The residue, after being thus acted upon successively by petroleum, by alcohol, and by ether, is both water-free and fat-free, and also devoid of all organic poisonous bases and principles, and it only remains to treat it for metals. For this purpose, it is placed in a retort, and distilled once or twice to dryness with a known quantity of strong, pure hydrochloric acid.

If arsenic, in the form of arsenious acid, were present, it would distil over as a trichloride, and be detected in the distillate; by raising the heat, the organic matter is carbonised, and most of it destroyed. The distillate is saturated with hydric sulphide, and any precipitate separated and examined. The residue in the retort will contain the fixed metals, such as zinc, copper, lead, &c. It is treated with dilute hydrochloric acid, filtered, the filtrate saturated with SH2 and any precipitate collected. The filtrate is now treated with sufficient sodic acetate to replace the hydric chloride, again saturated with SH2 and any precipitate collected and tested for zinc, nickel, and cobalt. By this treatment, viz.:—

1 Distillation in a vacuum at a low temperature,

2 Collecting the volatile products,

3 Dehydrating the organic substances,

4 Dissolving out from the dry mass fatty matters and alkaloids, glucosides, &c., by ethereal and alcoholic solvents,

5 Destroying organic matter and searching for metals,

—a very fair and complete analysis may be made from a small amount of material. The process is, however, somewhat faulty in reference to phosphorus, and also to oxalic acid and the oxalates; these poisons, if suspected, should be specially searched for in the manner to be more particularly described in the sections treating of them. In most cases, there is sufficient material to allow of division into three parts—one for organic poisons generally, one for inorganic, and a third for reserve in case of accident. When such is the case, although, for organic principles, the process of vacuum distillation just described still holds good, it will be very much the most convenient way not to use that portion for metals, but to operate on the portion reserved for the inorganic poisons as follows by destruction of the organic matter.

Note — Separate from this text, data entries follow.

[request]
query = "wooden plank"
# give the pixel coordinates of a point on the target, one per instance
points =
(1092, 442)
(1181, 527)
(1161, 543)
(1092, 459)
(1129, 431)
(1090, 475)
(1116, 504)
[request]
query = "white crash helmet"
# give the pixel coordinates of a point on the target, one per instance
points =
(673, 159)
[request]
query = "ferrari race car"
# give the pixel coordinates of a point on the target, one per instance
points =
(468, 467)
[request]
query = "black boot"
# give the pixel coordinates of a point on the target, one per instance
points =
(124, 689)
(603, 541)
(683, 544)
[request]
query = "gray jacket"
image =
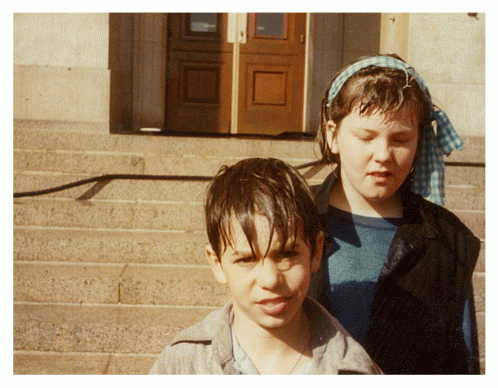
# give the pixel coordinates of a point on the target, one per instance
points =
(206, 347)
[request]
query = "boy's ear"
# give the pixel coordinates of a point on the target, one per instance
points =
(332, 137)
(317, 254)
(215, 265)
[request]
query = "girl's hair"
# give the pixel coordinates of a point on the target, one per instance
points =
(380, 88)
(267, 187)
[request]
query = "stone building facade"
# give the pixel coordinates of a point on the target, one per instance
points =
(107, 272)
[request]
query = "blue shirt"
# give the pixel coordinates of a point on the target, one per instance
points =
(360, 246)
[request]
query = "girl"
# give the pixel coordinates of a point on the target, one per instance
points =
(397, 271)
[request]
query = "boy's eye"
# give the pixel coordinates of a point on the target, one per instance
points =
(365, 137)
(245, 261)
(402, 139)
(288, 254)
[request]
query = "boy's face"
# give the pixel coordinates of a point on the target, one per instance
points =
(266, 290)
(376, 152)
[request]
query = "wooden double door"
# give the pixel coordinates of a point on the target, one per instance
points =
(233, 74)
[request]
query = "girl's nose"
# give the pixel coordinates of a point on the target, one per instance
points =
(268, 276)
(382, 151)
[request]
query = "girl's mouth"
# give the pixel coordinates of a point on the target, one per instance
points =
(380, 177)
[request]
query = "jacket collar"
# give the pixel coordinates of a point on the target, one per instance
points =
(214, 329)
(333, 348)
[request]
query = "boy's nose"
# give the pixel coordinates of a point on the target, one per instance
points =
(268, 276)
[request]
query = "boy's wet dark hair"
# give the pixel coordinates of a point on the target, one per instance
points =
(268, 187)
(379, 88)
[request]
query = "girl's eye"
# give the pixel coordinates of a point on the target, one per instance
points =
(288, 255)
(402, 140)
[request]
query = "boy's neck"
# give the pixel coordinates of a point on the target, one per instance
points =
(275, 351)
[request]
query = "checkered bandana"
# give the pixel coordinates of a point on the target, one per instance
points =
(428, 179)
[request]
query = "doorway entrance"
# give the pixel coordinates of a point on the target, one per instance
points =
(229, 73)
(260, 59)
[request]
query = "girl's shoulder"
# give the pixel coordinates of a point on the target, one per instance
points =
(443, 220)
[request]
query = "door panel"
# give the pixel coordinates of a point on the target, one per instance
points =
(199, 74)
(272, 74)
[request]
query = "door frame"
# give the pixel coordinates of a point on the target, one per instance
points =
(237, 34)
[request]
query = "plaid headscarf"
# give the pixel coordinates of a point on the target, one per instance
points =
(428, 178)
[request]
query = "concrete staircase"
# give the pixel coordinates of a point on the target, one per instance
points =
(107, 273)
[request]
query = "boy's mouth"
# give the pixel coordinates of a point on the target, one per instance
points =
(275, 306)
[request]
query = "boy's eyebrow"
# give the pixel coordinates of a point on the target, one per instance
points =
(370, 130)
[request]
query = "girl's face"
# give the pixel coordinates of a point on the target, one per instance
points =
(376, 152)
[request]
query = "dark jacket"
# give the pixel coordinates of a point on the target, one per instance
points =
(416, 314)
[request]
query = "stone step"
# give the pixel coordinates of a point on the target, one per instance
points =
(99, 328)
(67, 363)
(76, 339)
(128, 215)
(101, 283)
(120, 246)
(133, 284)
(464, 187)
(109, 246)
(133, 215)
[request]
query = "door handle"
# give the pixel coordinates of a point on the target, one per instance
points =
(237, 27)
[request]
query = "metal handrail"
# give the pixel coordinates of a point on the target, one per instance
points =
(110, 177)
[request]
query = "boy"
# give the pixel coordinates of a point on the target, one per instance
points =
(265, 241)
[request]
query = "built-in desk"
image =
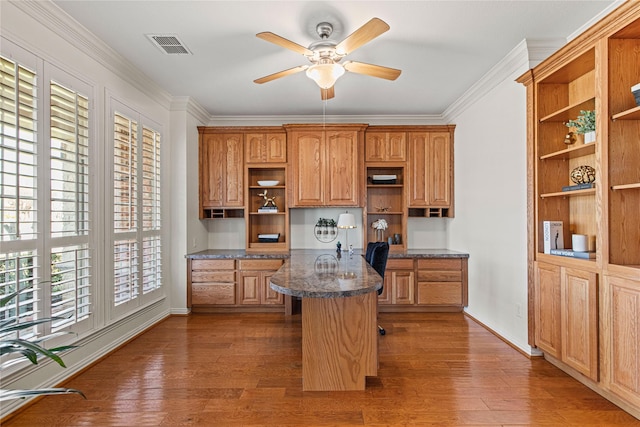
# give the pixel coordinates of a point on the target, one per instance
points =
(339, 317)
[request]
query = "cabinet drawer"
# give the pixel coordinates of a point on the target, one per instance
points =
(440, 293)
(400, 263)
(213, 293)
(440, 264)
(213, 264)
(260, 264)
(213, 276)
(439, 276)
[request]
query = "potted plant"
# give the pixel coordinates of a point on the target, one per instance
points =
(585, 124)
(29, 349)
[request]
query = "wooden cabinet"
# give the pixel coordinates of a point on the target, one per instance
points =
(265, 147)
(260, 221)
(425, 284)
(431, 172)
(221, 169)
(223, 285)
(253, 287)
(621, 338)
(386, 200)
(567, 316)
(325, 164)
(381, 146)
(442, 282)
(211, 282)
(399, 283)
(595, 71)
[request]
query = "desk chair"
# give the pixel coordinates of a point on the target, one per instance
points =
(376, 255)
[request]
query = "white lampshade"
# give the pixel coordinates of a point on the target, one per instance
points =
(325, 75)
(346, 220)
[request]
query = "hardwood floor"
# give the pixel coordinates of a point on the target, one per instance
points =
(245, 369)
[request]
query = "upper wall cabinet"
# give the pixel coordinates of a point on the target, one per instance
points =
(266, 147)
(326, 164)
(431, 172)
(383, 146)
(221, 156)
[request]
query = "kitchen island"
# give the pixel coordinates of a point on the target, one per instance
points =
(339, 317)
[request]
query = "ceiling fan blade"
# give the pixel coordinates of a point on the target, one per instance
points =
(372, 70)
(327, 93)
(281, 41)
(279, 74)
(362, 35)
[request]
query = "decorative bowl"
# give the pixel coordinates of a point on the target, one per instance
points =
(583, 175)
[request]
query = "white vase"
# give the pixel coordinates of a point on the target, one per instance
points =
(589, 137)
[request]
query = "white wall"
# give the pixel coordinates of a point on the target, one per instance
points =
(491, 205)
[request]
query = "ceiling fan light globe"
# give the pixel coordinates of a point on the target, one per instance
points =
(325, 75)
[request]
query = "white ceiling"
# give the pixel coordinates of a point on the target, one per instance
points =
(442, 48)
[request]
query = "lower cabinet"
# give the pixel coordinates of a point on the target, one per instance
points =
(440, 282)
(621, 341)
(213, 282)
(231, 285)
(424, 284)
(253, 285)
(566, 316)
(399, 283)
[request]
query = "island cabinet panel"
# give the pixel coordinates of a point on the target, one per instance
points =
(266, 147)
(325, 164)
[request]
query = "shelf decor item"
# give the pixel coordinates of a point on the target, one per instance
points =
(583, 174)
(585, 125)
(380, 225)
(347, 221)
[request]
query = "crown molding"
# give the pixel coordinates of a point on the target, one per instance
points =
(418, 119)
(56, 20)
(524, 56)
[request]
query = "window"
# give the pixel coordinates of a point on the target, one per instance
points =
(45, 209)
(137, 248)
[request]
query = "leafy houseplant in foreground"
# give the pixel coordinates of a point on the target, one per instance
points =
(10, 343)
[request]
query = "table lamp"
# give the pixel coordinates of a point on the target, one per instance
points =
(347, 221)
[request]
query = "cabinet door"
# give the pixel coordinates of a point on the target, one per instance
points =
(385, 147)
(342, 172)
(430, 169)
(621, 359)
(249, 289)
(580, 321)
(266, 148)
(547, 311)
(221, 170)
(307, 159)
(269, 296)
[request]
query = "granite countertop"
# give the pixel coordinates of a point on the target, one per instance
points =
(242, 254)
(322, 274)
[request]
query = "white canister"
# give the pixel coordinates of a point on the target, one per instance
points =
(580, 242)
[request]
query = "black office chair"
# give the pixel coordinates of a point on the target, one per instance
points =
(376, 255)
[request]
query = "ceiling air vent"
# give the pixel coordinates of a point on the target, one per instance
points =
(169, 44)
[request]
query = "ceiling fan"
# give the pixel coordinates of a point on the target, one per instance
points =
(325, 56)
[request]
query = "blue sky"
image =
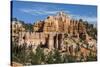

The destruction of organic matter through simple distillation by means of pure hydrochloric acid is at least equal to that by sulphuric acid, chlorate of potash, and the carbonisation methods. The object of the chemist not being to dissolve every fragment of cellular tissue, muscle, and tendon, but simply all mineral ingredients, the less organic matter which goes into solution the better. That hydrochloric acid would fail to dissolve sulphate of baryta and sulphate of lead, and that sulphide of arsenic is also almost insoluble in the acid, is no objection to the process recommended, for it is always open to the analyst to treat the residue specially for these substances. The sulphides precipitated by hydric sulphide from an acid solution are—arsenic, antimony, tin, cadmium, lead, bismuth, mercury, copper, and silver. Those not precipitated are—iron, manganese, zinc, nickel, and cobalt.

As a rule, one poison alone is present; so that if there should be a sulphide, it will belong only exceptionally to more than one metal.

The colour of the precipitate from hydric sulphide is either yellowish or black. The yellow and orange precipitates are sulphur, sulphides of arsenic, antimony, tin, and cadmium. In pure solutions they may be almost distinguished by their different hues, but in solutions contaminated by a little organic matter the colours may not be distinctive. The sulphide of arsenic is of a pale yellow colour; and if the very improbable circumstance should happen that arsenic, antimony, and cadmium occur in the same solution, the sulphide of arsenic may be first separated by ammonia, and the sulphide of antimony by sulphide of sodium, leaving cadmic sulphide insoluble in both processes.

The black precipitates are—lead, bismuth, mercury, copper, and silver. The black sulphide is freed from arsenic, if present, by ammonia, and digested with dilute nitric acid, which will dissolve all the sulphides, save those of mercury and tin, so that if a complete solution is obtained (sulphur flocks excepted), it is evident that both these substances are absent. The presence of copper is betrayed by the blue colour of the nitric acid solution, and through its special reactions; lead, by the deep yellow precipitate which falls by the addition of chromate of potash and acetate of soda to the solution; bismuth, through a white precipitate on dilution with water. If the nitric acid leaves a black insoluble residue, this is probably sulphide of mercury, and should be treated with concentrated hydrochloric acid to separate flocks of sulphur, evaporated to dryness, again dissolved, and tested for mercury by iodide of potassium, copper foil, &c., as described in the article on Mercury. Zinc, nickel, and cobalt are likewise tested for in the filtrate as described in the respective articles on these metals.